SA orthop. j. vol.9 no.2 Centurion Jan. 2010

 

CLINICAL ARTICLE

 

Dupuytren's contracture: 'The Z-factor'

 

 

Prof Ulrich Mennen

MBChB, MMedOrth, FRCS(Edin), FRCS(Glasg), FCS(SA)Orth, MDOrth, DScMed Suite 8, Jakaranda Hospital, Pretoria, www.ulrichmennen.co.za

Reprint requests

 

 


ABSTRACT

Dupuytren's contracture (DC) or palmar fasciitis is notorious for its high recurrence rate after surgical fasciectomy.
In a personal series of 426 operated hands over a 15-year period with a follow-up period of 2 to 17 years, the recurrence rate was only 3.7% (in the literature: 26-63%).
The demographics, surgical technique and results are discussed. It is suggested that the possible reason for the low recurrence rate lies in multiple Z-plasties.


 

 

Introduction

Dupuytren's contracture (DC) is one of the fibromatosis conditions. The aetiology is still unknown but genetic inheritance has been implicated. None of the commonly suggested or stated factors (Table I) quoted have been proven to cause this palmar fibromatosis. Diabetes mellitus has an aggravating influence especially after surgery.1,2

 

 

People from north-European stock have a higher prevalence of DC and some indication exists that a genetic factor inherited from the Vikings may be the cause. They, in turn, may have received the genetic factor from a Germanic tribe that moved from northern Europe to Greenland about 500 years BC. This has not, however, been proven.3

The question still remains why people of Negroid origin have such a low incidence.4,5

This retrospective study aims to analyse a personal series of 601 DC hands and compare the statistics with published literature.6

 

Patients

Over a 15-year period (1991-2007) and a follow-up of 2 to 17 years, 436 patients (601 hands) were seen and treated conservatively or surgically (426 hands, i.e. 71%).

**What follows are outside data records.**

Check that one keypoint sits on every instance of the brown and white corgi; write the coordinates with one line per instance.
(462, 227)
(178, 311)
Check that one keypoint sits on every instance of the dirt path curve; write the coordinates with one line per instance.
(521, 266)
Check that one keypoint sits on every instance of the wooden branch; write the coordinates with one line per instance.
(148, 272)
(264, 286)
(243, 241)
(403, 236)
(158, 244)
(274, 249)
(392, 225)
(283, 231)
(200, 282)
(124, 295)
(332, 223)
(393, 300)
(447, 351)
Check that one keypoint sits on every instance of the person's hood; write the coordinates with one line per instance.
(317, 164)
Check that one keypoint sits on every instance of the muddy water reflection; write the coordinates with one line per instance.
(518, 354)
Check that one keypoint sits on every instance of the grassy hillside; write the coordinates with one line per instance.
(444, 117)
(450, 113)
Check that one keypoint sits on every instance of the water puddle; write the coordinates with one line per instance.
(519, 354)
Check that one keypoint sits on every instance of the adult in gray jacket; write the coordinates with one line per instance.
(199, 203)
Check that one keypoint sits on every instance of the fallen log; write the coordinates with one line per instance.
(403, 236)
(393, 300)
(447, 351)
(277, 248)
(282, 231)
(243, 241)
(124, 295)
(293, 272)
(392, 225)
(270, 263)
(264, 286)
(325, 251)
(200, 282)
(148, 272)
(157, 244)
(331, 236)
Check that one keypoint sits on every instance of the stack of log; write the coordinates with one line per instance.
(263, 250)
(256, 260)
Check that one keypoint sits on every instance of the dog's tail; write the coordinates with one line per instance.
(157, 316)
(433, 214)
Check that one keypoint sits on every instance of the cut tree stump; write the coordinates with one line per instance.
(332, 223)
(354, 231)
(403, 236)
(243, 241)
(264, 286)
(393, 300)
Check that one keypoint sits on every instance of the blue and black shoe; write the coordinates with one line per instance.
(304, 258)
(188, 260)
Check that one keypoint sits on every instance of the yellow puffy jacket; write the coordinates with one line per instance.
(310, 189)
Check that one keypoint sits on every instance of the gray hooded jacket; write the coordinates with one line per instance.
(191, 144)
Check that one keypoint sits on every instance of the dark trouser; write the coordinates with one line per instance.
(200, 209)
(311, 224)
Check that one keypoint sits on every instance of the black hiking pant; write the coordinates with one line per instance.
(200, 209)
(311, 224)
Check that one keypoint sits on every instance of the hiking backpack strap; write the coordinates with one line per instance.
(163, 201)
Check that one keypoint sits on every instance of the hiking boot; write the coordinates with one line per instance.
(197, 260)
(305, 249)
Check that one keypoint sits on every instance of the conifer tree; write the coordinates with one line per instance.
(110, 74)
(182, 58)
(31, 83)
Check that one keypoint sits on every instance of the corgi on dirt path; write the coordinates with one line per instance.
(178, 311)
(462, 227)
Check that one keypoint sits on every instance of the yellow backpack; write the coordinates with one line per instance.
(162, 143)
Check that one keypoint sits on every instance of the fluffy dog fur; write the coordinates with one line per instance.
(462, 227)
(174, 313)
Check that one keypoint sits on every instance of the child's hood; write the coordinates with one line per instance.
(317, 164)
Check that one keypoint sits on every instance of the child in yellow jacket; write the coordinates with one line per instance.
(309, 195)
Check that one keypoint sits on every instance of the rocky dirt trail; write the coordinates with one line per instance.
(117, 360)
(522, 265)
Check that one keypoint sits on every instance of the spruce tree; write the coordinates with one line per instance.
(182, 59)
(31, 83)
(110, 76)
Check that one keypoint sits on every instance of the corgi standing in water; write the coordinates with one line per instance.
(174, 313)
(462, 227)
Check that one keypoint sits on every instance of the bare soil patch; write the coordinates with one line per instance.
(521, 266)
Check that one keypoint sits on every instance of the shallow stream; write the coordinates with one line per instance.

The patient demographics are reflected in Table II. Table III gives the sites affected while Table IV shows co-morbid conditions.

 

 

 

 

 

 

In an international study, the typical DC patient was a white male of north-European origin, 57 years old, with a 10-year history and bilateral involvement but not symmetrical.2 The dominant handedness and diathesis factors were irrelevant.

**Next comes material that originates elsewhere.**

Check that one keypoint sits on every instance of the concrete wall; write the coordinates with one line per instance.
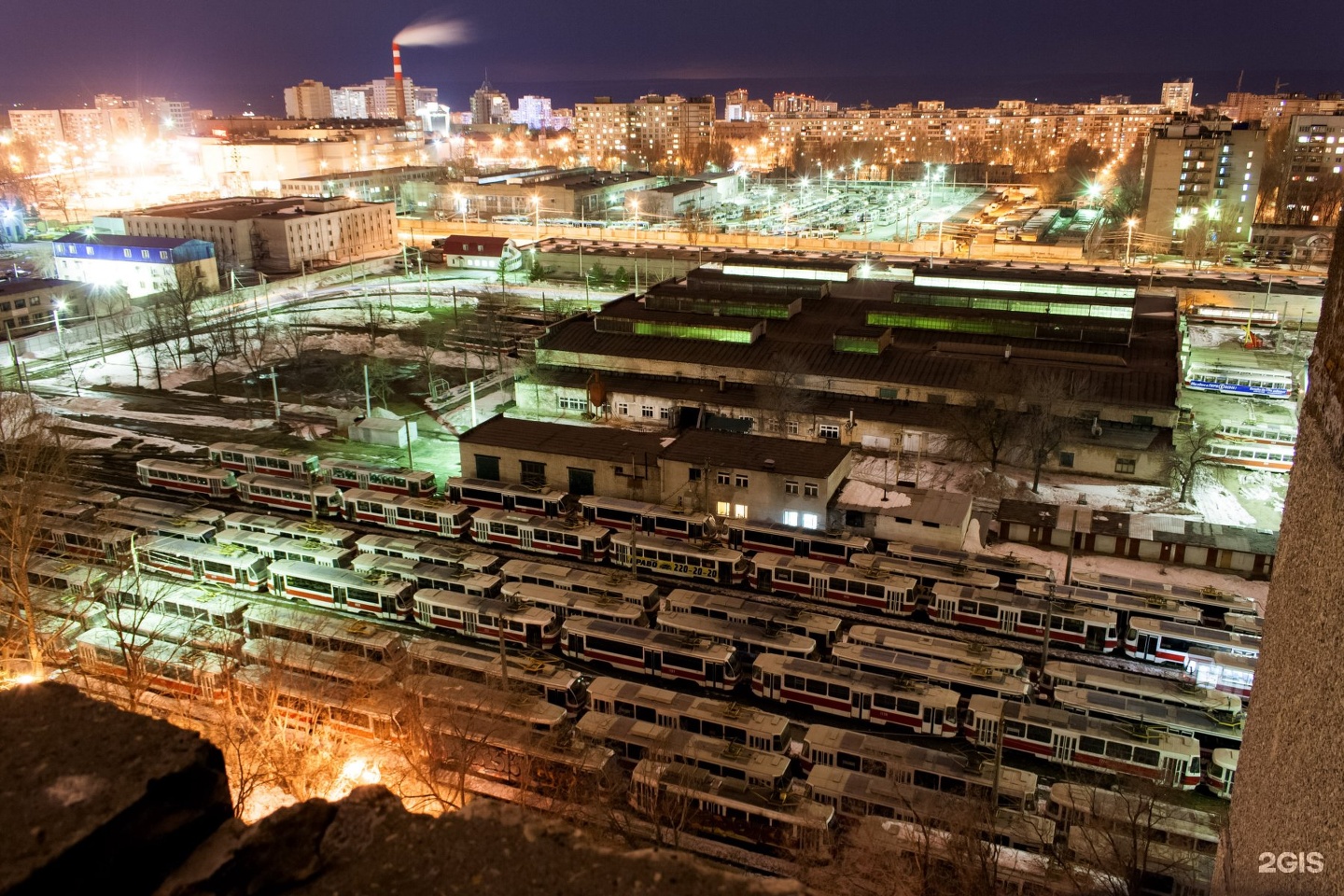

Our 'typical patient' was very similar to the 'international patient', although the average period before seeking help was a little longer (15 years).

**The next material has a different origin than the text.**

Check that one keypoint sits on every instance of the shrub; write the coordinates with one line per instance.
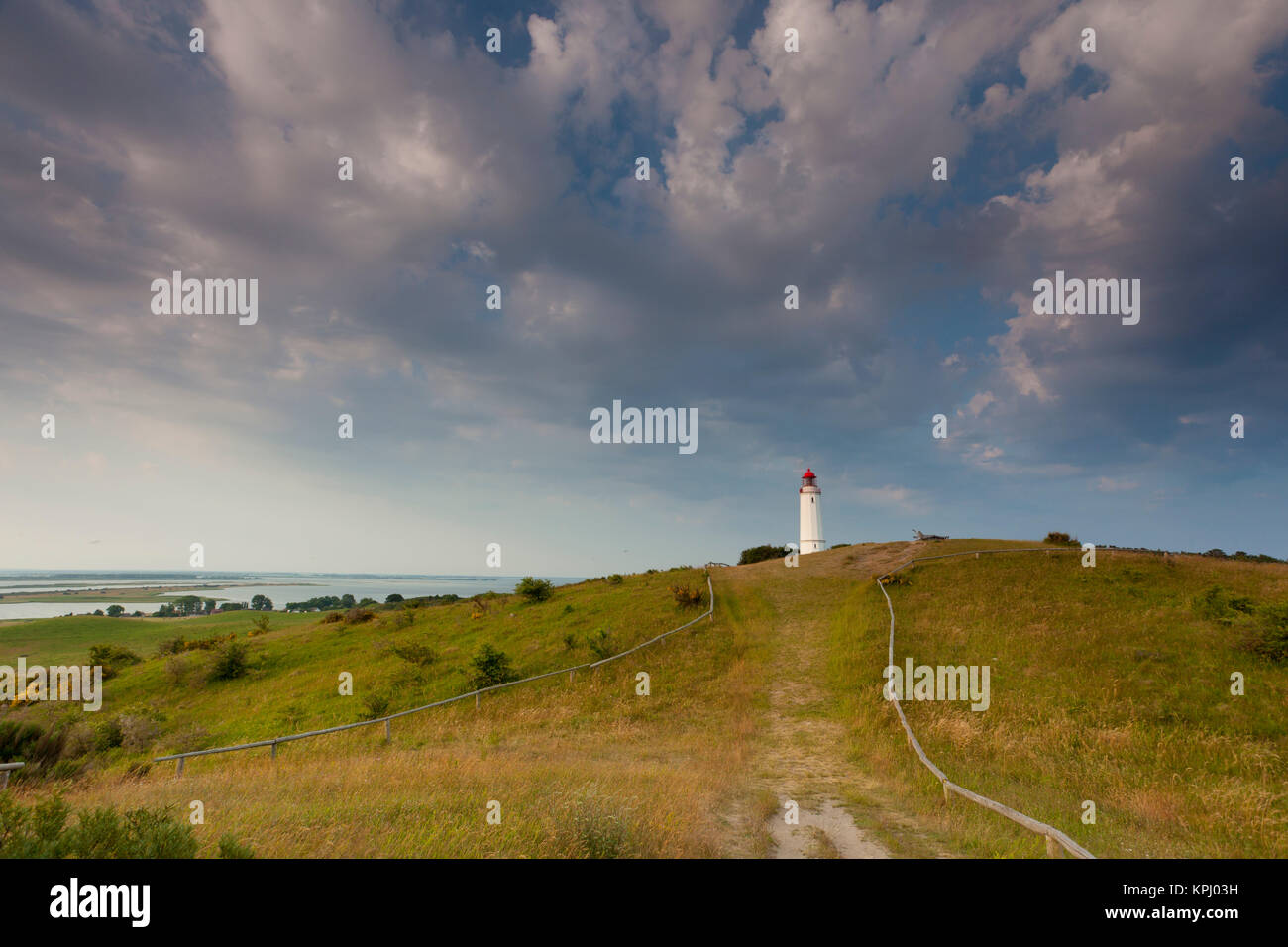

An indication for surgery was when a finger or fingers caused interference with work or activities of daily living due to the flexion contracture. The decision to operate was not based on the fingers reaching a certain degree of flexion contracture, but was left entirely to the patient to decide when the finger(s) 'got in the way'. The second indication for surgery was when one or more fibrous nodules became tender or painful due to pressure from instruments or tools and thus caused discomfort.

 

Method

In all cases, the surgical technique for the fasciectomy was as follows:

1. 2.5 x magnification with loops.

2. Longitudinal skin incision along the entire band from proximal to distal (Figure 1).

 

 

3. Complete and very meticulous fasciectomy of all pathological tissue using only skin hooks (Figure 2).

 

 

4. Multiple Z-plasties, at least over all the skin joints (Figure 3).

 

 

5. Thorough homeostasis with bipolar cautery (cauterant).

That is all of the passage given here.